O prefeito de Ariranha do Ivaí, Augusto Aparecido Cicatto (PT), informou em entrevista à Tribuna nesta semana que vai construir moradias para famílias carentes do município com recursos próprios da Prefeitura. A ideia inicial é construir pelo menos 20 casas no mandato. Ele também falou sobre as dificuldades e as expectativas de governo para os próximos quatro anos.
Cicatto é dos um dos 10 prefeitos eleitos do Partido dos Trabalhadores no Paraná, e o único do Vale do Ivaí. “A nossa administração é apartidária. Estamos somando com todos os partidos que queiram o bem do nosso município”, assinala Cicatto.
Segundo Cicatto, a opção da atual administração é pelas pessoas com maiores dificuldades financeiras. “É logico que vamos procurar atender a todos dentro daquilo que é possível, mas na necessidade a prioridade é para o mais carente”. Exemplo disso é o programa “Morando Bem”, que está sendo criado pela Prefeitura. “Serão casas de 42 metros quadrados, em alvenaria, com banheiro, pintada, bonitinha, para dar dignidade para as famílias”, relata Cicatto.
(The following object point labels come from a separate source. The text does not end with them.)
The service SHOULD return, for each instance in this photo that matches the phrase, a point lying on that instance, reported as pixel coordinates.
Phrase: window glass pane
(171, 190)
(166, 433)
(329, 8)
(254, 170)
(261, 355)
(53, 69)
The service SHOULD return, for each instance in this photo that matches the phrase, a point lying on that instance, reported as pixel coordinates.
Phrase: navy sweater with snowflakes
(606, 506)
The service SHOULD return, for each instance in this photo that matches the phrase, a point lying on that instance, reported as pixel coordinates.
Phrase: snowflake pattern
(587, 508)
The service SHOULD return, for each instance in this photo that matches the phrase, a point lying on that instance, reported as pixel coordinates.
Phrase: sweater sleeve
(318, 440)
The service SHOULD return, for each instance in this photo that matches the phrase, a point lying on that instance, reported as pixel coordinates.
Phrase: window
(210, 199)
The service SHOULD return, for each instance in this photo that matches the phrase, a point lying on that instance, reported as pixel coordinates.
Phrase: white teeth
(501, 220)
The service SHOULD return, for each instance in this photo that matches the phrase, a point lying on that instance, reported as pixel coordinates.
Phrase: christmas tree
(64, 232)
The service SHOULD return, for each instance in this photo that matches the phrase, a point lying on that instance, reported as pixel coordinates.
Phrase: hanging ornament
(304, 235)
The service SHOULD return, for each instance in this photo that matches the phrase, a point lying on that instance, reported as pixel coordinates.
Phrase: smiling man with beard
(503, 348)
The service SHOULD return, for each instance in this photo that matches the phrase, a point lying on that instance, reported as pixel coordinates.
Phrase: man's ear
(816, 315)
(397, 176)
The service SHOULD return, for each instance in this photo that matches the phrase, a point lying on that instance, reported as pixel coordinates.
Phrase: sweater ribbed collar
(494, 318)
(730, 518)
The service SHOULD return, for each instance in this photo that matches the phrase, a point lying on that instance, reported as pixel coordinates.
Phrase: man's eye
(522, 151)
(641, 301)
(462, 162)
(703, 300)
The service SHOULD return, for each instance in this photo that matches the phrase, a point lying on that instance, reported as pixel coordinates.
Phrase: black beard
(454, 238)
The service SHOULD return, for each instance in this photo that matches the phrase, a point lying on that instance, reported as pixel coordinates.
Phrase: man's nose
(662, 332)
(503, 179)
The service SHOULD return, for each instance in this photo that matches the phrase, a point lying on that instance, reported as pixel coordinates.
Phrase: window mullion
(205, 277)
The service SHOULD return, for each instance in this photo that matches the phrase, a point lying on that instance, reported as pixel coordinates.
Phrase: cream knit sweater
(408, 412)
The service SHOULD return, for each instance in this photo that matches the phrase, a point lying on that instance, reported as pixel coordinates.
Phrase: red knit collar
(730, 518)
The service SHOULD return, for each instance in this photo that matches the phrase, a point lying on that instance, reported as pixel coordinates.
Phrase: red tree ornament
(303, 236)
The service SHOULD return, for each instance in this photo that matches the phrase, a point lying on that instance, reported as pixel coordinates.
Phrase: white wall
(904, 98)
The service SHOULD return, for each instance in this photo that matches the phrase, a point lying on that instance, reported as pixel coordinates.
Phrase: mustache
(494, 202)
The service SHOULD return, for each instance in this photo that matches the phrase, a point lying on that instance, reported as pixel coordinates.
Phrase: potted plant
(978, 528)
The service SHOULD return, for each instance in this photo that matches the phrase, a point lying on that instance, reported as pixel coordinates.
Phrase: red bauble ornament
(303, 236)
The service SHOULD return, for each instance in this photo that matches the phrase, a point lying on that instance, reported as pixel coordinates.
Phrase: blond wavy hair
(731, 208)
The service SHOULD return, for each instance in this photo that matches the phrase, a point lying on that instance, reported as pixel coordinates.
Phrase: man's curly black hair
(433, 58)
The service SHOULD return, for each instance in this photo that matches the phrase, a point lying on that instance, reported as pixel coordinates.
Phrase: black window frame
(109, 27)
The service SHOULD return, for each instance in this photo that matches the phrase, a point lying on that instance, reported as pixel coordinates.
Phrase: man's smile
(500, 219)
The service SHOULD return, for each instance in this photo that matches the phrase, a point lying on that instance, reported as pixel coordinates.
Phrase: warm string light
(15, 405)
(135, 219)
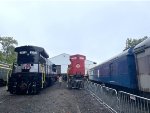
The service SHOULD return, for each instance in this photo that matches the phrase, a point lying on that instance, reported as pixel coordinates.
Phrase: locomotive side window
(22, 52)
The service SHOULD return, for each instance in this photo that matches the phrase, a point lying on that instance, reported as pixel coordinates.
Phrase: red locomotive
(76, 71)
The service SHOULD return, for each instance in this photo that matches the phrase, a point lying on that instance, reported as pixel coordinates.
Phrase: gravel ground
(54, 99)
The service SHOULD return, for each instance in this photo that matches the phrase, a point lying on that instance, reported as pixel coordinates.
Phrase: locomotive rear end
(76, 71)
(31, 72)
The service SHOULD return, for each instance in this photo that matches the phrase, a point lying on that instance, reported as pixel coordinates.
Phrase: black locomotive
(32, 71)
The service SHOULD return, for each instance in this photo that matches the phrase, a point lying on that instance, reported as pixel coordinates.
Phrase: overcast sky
(96, 29)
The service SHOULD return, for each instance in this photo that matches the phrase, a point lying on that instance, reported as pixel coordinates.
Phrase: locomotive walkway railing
(118, 102)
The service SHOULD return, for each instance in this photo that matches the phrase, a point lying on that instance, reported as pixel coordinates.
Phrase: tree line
(8, 44)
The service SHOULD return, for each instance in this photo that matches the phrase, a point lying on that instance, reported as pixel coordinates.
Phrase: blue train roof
(32, 48)
(141, 46)
(124, 53)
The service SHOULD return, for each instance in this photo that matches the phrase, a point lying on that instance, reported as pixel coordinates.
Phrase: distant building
(63, 60)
O prefeito explica que a Prefeitura já tem os terrenos e a construção será de casas pré-montadas. “Em média cada moradia vai custar R$ 15 mil. A ideia é entregar pelo menos uma casinha a cada dois meses. É o primeiro passo, mas também estaremos pleiteando recursos junto ao Governo do Estado e Governo Federal para a construção de outras moradias”, comenta Cicatto.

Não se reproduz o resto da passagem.